I expected the ETL process to finish without error, like it did for the 2016 and 2017 data

Software Environment?

Additional context

I am running the ETL for an entire year at at time, for the entire US

zaneselvans commented 4 years ago

The system is really meant to run with the same years for 923 ad 860 -- we really haven't done any testing with different years in those two datasets (except insofar as the 2009-2010 data for 860 hasn't been integrated yet, and it is pulled in for 923), so I would recommend running the ETL for all of the years of data that you want to have access to all at once -- across 860, 923, and CEMS.
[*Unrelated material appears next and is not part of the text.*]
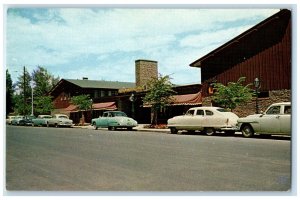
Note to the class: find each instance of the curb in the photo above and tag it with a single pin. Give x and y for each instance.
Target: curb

If you want to load all the years/states that are available within CEMS (or a big chunk of them anyway) I would recommend creating two data packages in the bundle -- one with 923 and 860, and another with 860, 923, and CEMS. Then you can load the EIA data into the SQLite DB, and convert the CEMS data to Apache Parquet files from the datapackge (with the epacems_to_parquet script) since loading the entire CEMS dataset into SQLite takes an unknown amount of time that is longer than 30 hours (on my laptop at least). You can slurp the Parquet files into Pandas or Dask dataframes directly, and (since they were generated in the same ETL run as the EIA data) should be able to smoothly merge them with the EIA data as needed in you analysis / calculations.

grgmiller commented 4 years ago

I was including all years for EIA 860 due to the workaround in https://github.com/catalyst-cooperative/pudl/issues/467

However I can try re running the ETL with eia860_years: [2011,2012,2013,2014] or just eia860_years: [2014] and update if it works

zaneselvans commented 4 years ago

It looks like from the settings file you included up there that only the 2014 EIA 923 data was included though. They're pretty entangled. Once we debug the 2009-2010 EIA 860 data we might just require the same years for both of them all the time. Dunno.